Snap happy history
A school trip to the Baltic in 1974 brought the disapproval of my paternal grandmother: I had used seven rolls of film to take photographs. The visit had included Copenhagen, Malmo, Gotland and Leningrad (as Saint Petersburg was known at the time). Seven rolls of film had meant eighty-four photographs, the sort of number of pictures someone now might take in a day with a smartphone. Cost was, of course, the issue: my grandmother disapproved of how much my parents had to pay for the developing and printing of the photographs. Photography for my grandmother was about serious matters, posed family pictures, holidays, visits, important events.
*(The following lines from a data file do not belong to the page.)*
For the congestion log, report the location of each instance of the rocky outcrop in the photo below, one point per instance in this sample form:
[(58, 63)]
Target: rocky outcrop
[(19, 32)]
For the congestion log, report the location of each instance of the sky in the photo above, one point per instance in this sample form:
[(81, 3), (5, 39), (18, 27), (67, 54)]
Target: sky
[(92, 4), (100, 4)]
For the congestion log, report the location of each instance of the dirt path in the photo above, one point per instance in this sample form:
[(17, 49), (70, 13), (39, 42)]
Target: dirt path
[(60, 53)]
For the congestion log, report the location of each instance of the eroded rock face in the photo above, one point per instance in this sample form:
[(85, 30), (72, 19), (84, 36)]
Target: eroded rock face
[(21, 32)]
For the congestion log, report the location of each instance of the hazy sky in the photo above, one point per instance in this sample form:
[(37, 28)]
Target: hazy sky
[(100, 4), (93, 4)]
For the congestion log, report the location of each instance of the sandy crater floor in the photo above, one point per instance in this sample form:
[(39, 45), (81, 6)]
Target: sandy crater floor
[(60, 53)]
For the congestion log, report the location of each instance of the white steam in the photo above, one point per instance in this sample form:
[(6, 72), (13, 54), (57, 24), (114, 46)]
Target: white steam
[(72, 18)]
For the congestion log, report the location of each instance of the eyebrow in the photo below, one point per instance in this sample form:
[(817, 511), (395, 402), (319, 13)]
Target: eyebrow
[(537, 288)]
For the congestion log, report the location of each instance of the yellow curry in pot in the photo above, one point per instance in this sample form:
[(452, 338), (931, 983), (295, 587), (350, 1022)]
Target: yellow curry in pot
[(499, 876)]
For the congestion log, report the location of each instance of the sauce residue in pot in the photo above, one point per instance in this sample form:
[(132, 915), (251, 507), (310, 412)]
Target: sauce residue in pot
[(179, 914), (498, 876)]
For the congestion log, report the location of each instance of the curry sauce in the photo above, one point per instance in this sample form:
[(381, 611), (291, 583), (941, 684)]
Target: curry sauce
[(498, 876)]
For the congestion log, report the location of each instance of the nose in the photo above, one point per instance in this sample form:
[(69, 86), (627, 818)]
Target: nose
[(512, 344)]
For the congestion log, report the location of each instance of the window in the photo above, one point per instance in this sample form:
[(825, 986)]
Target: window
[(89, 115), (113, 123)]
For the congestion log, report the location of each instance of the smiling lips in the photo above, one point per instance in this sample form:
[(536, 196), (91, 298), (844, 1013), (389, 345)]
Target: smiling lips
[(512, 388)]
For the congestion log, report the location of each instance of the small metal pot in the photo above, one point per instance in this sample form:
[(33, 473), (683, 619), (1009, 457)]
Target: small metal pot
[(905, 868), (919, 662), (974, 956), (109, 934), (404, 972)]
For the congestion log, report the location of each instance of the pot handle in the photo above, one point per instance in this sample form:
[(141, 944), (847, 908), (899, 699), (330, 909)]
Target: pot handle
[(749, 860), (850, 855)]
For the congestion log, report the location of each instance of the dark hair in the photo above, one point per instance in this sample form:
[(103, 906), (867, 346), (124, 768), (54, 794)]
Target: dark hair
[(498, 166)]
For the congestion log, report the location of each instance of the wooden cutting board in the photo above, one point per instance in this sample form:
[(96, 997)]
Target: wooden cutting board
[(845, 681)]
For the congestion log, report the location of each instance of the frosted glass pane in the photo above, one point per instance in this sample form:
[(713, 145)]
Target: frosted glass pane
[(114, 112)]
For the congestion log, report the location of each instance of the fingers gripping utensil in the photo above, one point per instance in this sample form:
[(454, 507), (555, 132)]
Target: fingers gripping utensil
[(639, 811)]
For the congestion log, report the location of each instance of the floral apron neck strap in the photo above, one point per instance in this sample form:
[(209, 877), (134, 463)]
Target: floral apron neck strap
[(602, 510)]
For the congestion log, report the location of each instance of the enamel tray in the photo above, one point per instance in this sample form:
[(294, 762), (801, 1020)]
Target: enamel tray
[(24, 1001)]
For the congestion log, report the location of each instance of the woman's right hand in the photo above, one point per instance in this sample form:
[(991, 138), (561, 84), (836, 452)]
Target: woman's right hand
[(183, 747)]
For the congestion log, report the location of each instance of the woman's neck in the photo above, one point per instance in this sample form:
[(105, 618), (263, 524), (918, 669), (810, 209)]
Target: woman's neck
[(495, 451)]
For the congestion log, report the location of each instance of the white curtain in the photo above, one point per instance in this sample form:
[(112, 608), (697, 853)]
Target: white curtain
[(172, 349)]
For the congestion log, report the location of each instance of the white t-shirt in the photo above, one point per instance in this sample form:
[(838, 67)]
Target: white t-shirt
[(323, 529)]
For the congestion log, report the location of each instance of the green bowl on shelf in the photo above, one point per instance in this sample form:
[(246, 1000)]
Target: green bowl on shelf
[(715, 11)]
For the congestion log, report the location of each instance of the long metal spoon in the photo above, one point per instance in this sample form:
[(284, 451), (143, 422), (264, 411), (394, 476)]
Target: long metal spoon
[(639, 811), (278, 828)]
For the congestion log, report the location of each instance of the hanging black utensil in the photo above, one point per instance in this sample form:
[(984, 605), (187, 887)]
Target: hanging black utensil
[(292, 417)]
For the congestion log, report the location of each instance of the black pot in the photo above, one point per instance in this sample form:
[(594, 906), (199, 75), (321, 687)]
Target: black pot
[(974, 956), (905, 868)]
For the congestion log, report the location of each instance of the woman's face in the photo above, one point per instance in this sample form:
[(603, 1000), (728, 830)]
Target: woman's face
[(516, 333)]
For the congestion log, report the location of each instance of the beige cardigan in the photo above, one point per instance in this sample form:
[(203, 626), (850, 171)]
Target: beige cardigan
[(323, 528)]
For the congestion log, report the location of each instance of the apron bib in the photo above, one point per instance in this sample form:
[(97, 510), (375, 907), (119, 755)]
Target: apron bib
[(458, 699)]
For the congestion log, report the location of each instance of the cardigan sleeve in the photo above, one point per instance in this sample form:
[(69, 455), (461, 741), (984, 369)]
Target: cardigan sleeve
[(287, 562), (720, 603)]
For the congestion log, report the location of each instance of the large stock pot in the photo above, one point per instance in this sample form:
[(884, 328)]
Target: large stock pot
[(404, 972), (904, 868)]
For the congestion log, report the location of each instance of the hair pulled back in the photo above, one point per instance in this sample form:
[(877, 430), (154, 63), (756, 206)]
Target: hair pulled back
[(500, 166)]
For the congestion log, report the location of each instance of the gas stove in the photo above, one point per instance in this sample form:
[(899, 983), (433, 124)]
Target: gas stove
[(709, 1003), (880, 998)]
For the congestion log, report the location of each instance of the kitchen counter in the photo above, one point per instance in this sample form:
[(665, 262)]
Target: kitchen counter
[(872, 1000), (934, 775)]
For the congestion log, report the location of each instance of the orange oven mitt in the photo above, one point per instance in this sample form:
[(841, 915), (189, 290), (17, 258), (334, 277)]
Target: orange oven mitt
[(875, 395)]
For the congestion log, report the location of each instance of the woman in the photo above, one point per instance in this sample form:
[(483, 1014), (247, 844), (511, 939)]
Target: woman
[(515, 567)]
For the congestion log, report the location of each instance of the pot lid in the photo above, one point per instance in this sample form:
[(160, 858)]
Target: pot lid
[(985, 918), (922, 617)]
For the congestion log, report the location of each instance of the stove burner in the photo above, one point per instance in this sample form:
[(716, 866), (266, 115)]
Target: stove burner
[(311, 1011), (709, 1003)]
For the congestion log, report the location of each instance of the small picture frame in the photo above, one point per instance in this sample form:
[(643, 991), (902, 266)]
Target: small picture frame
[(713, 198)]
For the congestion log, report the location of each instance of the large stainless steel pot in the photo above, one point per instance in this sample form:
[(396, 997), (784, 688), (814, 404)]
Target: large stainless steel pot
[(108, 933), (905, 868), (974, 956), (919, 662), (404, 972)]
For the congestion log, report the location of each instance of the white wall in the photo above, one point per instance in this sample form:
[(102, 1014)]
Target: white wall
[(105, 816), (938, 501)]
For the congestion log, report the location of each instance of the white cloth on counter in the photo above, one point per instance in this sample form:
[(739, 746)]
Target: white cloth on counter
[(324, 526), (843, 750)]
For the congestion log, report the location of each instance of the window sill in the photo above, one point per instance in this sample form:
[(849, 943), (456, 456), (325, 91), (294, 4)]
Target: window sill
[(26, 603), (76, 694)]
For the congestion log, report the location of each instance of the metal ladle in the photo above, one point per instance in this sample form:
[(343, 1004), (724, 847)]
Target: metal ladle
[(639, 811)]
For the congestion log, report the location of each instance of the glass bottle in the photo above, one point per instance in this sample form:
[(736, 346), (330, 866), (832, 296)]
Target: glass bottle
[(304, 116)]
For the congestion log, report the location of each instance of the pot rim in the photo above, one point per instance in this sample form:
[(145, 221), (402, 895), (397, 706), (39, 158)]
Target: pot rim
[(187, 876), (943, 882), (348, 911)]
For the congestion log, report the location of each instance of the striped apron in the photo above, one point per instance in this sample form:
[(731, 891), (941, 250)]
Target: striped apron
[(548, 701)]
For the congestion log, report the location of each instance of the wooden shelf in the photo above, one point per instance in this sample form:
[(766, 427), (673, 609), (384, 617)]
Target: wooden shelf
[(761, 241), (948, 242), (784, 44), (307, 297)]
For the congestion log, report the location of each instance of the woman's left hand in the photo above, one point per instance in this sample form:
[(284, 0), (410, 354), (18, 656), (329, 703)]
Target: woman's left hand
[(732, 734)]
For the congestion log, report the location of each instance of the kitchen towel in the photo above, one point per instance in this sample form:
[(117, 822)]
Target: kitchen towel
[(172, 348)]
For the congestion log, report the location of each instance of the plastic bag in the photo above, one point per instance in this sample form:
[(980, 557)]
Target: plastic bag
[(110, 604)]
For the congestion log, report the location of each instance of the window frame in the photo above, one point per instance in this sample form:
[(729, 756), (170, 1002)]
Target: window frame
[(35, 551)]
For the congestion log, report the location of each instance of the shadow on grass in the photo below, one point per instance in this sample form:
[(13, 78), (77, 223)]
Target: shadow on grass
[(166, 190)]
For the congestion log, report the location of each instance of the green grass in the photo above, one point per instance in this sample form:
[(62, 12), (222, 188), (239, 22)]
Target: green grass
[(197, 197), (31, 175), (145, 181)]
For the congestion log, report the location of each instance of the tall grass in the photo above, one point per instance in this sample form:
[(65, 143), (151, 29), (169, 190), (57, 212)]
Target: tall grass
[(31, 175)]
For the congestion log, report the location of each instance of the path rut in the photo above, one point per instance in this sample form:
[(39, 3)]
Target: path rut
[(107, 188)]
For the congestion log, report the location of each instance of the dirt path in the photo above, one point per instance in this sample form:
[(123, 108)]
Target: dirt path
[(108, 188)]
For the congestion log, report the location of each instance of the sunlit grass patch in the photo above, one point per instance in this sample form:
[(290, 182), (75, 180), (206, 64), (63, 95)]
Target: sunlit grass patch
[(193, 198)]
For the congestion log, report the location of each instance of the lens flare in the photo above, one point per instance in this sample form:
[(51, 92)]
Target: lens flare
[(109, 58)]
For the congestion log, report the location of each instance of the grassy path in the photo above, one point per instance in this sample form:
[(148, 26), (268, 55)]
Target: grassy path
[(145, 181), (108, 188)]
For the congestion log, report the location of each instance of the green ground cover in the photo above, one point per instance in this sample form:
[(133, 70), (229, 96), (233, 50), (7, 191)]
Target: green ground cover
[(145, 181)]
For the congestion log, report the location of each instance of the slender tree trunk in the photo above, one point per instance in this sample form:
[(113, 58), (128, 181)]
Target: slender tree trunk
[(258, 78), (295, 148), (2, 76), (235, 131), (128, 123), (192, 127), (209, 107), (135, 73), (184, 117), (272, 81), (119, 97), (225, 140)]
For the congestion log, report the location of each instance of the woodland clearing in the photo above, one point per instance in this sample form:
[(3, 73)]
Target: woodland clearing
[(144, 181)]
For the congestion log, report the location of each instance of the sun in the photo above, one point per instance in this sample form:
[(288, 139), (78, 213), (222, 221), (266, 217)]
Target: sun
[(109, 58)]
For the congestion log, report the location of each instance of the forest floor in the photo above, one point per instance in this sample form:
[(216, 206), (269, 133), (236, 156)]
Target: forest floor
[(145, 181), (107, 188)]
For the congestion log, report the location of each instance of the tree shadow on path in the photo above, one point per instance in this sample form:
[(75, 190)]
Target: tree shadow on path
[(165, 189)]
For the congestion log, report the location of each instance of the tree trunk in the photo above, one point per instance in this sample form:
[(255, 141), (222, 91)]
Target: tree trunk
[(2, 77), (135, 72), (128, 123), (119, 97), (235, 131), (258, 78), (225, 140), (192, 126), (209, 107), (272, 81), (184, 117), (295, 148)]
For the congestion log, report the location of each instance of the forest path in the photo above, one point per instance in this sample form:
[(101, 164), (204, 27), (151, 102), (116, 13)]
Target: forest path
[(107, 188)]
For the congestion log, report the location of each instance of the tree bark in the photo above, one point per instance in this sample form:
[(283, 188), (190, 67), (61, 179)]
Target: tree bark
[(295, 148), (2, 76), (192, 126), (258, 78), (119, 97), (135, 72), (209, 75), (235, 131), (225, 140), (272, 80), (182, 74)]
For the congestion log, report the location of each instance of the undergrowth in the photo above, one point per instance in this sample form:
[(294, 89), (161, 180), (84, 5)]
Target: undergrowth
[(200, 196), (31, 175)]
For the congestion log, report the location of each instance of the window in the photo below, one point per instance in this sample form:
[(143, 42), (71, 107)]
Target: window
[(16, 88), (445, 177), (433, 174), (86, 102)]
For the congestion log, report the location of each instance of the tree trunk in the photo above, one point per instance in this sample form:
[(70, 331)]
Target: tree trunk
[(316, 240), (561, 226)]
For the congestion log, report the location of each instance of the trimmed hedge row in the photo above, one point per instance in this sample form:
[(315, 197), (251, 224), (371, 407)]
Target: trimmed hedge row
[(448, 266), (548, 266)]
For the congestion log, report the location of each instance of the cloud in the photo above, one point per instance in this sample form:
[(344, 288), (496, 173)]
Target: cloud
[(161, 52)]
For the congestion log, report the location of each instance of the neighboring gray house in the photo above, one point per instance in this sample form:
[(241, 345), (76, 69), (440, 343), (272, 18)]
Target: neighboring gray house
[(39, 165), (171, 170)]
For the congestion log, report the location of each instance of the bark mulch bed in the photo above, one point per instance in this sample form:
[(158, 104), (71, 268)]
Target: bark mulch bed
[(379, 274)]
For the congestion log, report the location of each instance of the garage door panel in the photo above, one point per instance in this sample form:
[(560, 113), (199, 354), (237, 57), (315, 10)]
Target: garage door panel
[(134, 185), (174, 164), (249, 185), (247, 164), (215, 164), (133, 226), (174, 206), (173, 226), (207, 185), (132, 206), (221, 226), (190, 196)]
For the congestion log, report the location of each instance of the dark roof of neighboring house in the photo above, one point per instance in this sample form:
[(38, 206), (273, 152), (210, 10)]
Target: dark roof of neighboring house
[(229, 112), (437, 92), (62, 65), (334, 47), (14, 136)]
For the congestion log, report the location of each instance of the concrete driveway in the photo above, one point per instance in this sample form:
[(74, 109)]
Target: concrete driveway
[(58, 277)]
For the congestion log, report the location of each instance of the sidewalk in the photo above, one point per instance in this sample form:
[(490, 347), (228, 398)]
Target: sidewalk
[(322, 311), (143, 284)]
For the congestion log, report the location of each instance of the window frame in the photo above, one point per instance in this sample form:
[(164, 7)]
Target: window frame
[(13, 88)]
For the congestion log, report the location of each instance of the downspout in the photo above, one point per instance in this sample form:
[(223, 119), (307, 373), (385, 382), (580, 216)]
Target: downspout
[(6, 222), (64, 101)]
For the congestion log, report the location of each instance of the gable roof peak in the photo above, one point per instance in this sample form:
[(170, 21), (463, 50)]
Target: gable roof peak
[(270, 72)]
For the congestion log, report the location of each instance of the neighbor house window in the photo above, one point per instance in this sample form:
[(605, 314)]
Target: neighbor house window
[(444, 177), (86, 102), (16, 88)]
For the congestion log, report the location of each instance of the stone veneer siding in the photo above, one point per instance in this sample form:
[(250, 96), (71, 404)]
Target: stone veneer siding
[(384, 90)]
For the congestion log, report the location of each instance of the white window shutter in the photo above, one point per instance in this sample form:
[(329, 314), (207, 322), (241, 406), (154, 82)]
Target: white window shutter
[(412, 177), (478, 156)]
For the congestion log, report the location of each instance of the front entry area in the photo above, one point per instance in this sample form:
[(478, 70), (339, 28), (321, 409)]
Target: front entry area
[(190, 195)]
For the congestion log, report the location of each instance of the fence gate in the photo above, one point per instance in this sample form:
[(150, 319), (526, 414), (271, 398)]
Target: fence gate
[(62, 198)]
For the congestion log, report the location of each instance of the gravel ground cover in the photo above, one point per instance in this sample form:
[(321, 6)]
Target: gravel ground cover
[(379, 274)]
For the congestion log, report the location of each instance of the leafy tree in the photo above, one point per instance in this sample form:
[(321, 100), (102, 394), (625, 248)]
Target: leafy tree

A thirteen year old boy’s snapshots did not fall into her idea of what could be considered as serious.
Not everyone shared my grandmother’s attitude, a maternal grand aunt seems to have been positively profligate in her use of her camera, making an extensive pictorial record of her visits to her large extended family.
My mother has one of her aunt’s photographs hanging on the wall. Taken around 1965 or 1966, the photograph features the small boy who lived on the farm. The interesting part of the picture is in the background detail. Human beings do not change much over the years; individuals change, but people generically don’t alter much. Hairstyles may differ and in years to come the small boy’s shirt and shorts will look quaint, but real changes are man made.
The farm well with its concrete cover lies in the foreground, it was to prove invaluable in the drought of 1976. Close by is a tall round corrugated iron water tank that was used for the collection of rainwater. The well water was “hard” and my grandmother would use the “soft” rainwater for the weekly wash. To the rear lies the barton and the haybarn, the small rectangular bales will forever date the picture to the mid 20th Century.
It would not have occurred to us to have taken photographs of the farmyard simply for having them; why would anyone have wanted such pictures when farms for miles around offered similar scenes every day? Yet were our daily lives not as important as the people we met every day?
Perhaps there were others in Somerset as profligate with their picture taking as my grand aunt, but who went around taking the odd pictures that are now interesting: pictures of well covers, water tanks, bales and barns. Perhaps someone walked through bartons and cowstalls snapping away without thought for expense or criticIsm. Perhaps, out there on the web somewhere, there are recorded those things that provided a landscape for the lives featured in everyone else’s snaps.